La transparencia del campo de batalla moderno, creada por la proliferación de drones, ha hecho que las operaciones ofensivas sostenidas sean extremadamente difíciles. McMaster predijo que la próxima guerra se extenderá inmediatamente al ciberespacio y a la órbita terrestre baja para eliminar las capacidades de vigilancia que hacen transparentes los campos de batalla. Pero se unió a Cochrane para enfatizar la dimensión humana como la mayor lección de la guerra.

La sorprendente podredumbre del ejército ruso, a pesar de sus impresionantes capacidades sobre el papel, proviene de una corrupción increíble donde los soldados son capturados en las calles y enviados a morir sabiendo que sus comandantes no tienen sus intereses en mente. Cochrane señaló este fracaso organizacional como quizás la mayor revelación, expresando la esperanza de que pueda aplicarse también al ejército chino. Por el contrario, el ejército ucraniano de 2022 difería enormemente del de 2014 gracias a un liderazgo fortalecido y equipos cohesionados, ejemplificado por las fuerzas de defensa territorial que derrotaron a los paracaidistas rusos en el aeropuerto.

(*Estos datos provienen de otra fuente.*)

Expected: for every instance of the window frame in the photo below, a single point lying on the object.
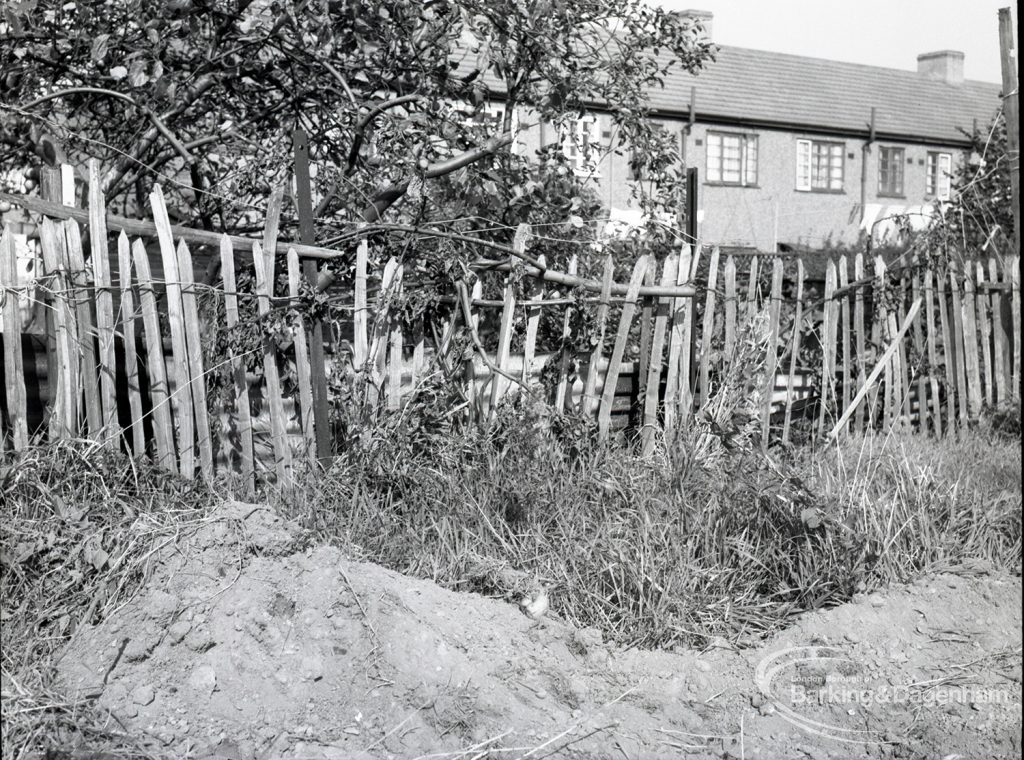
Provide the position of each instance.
(581, 140)
(935, 176)
(748, 140)
(890, 158)
(806, 165)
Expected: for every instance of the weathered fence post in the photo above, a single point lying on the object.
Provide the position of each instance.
(13, 364)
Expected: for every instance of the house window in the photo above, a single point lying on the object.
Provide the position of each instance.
(732, 159)
(939, 171)
(819, 166)
(581, 143)
(891, 171)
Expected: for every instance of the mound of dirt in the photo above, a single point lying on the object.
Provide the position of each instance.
(248, 643)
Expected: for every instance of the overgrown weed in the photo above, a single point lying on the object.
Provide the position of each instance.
(81, 523)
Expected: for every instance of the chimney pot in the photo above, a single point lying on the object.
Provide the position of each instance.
(946, 66)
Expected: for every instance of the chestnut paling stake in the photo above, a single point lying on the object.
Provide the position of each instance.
(883, 363)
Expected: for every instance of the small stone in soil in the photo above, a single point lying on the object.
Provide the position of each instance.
(203, 678)
(142, 694)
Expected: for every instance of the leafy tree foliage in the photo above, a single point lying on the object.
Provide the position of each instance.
(208, 92)
(979, 219)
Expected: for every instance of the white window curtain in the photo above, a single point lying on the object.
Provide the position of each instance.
(804, 165)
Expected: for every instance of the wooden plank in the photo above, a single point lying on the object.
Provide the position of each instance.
(827, 348)
(1000, 344)
(1014, 264)
(730, 307)
(950, 357)
(55, 415)
(897, 397)
(798, 320)
(886, 361)
(985, 333)
(708, 328)
(774, 310)
(194, 345)
(961, 361)
(279, 425)
(17, 398)
(377, 355)
(136, 428)
(566, 354)
(498, 382)
(104, 307)
(80, 292)
(859, 337)
(472, 398)
(882, 337)
(675, 353)
(686, 354)
(590, 399)
(360, 340)
(752, 290)
(903, 373)
(317, 359)
(163, 425)
(919, 349)
(845, 344)
(247, 458)
(933, 351)
(179, 343)
(536, 291)
(971, 342)
(419, 352)
(62, 381)
(669, 275)
(302, 370)
(642, 356)
(614, 364)
(395, 341)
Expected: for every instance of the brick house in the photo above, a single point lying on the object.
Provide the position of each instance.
(785, 150)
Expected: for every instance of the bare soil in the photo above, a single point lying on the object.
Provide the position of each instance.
(246, 643)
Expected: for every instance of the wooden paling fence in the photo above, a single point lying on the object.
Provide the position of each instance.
(127, 362)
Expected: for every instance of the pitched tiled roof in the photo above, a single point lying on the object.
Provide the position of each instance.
(769, 88)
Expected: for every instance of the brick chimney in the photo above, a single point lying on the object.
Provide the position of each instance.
(705, 16)
(946, 66)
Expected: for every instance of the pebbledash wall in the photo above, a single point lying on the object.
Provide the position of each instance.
(780, 100)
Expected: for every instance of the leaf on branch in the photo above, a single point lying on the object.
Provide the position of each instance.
(99, 44)
(137, 76)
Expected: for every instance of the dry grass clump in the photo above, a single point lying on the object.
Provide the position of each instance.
(81, 525)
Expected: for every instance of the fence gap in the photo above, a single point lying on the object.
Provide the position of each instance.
(798, 320)
(247, 461)
(137, 429)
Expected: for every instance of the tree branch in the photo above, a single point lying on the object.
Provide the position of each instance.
(157, 121)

La transición que se avecina en Cuba

Estados Unidos ha imputado al expresidente Raúl Castro, impuesto sanciones al actual presidente y a su familia, y está intentando asfixiar económicamente a la isla. Ferguson predijo que el régimen se dirige hacia el camino de Venezuela, para ser reemplazado no necesariamente por la democracia liberal que desean los exiliados cubanos en Florida, sino por un régimen sucesor complaciente dispuesto a negociar con Washington. Esto parece probable dado que a Cuba "se le ha acabado prácticamente todo", lo que representa una victoria tanto para el presidente Trump como para el secretario de Estado Marco Rubio.

Cochrane fue más cauteloso, señalando que en Venezuela, Irán y Cuba, Estados Unidos llevó situaciones desde la yarda 50 hasta la yarda 5 del oponente, y luego salió del campo. Imaginó cuán diferentes serían las percepciones si Edmundo González estuviera dirigiendo Venezuela, el régimen iraní hubiera sido reemplazado y Cuba ya hubiera experimentado su revolución. Los índices de aprobación de Trump serían aún más altos. En cambio, el patrón ha sido patear el balón en lugar de terminar la jugada.

Sobre la reconstrucción, Cochrane ofreció una fórmula simple: quitarse del camino y dejar que la gente dirija negocios usando dinero real. McMaster identificó el desafío clave como la transición para dejar atrás la propiedad del ejército cubano sobre todo, sin crear oligarcas al estilo ruso que establezcan otra forma de opresión. Expresó optimismo de que tanto la oposición cubana como la venezolana han decidido unirse, citando conversaciones recientes con figuras de la oposición. El presidente Trump ha sugerido que Cuba podría convertirse en un destino vacacional, recordando su encarnación de la década de 1950.

El panel concluyó con Ferguson señalando que su amada selección de fútbol de Escocia había llegado a Boston como parte de la Copa del Mundo, con el "Tartan Army" literalmente bebiendo hasta secar la ciudad mientras permanecían de buen humor, un cambio respecto a la feroz reputación de su juventud. La desilusión repetida ha creado un espíritu más irónico entre los seguidores escoceses, quienes ahora abordan el torneo sabiendo que probablemente no avanzarán más allá de la fase de grupos, particularmente dado que se enfrentan a Brasil y a los actuales campeones africanos, Marruecos. Ferguson describió la afición al fútbol como una adicción que consiste principalmente en dolor, ya sea que los partidos sean sin goles, ganados por poco o perdidos por poco, algo muy diferente a la búsqueda de la felicidad estadounidense.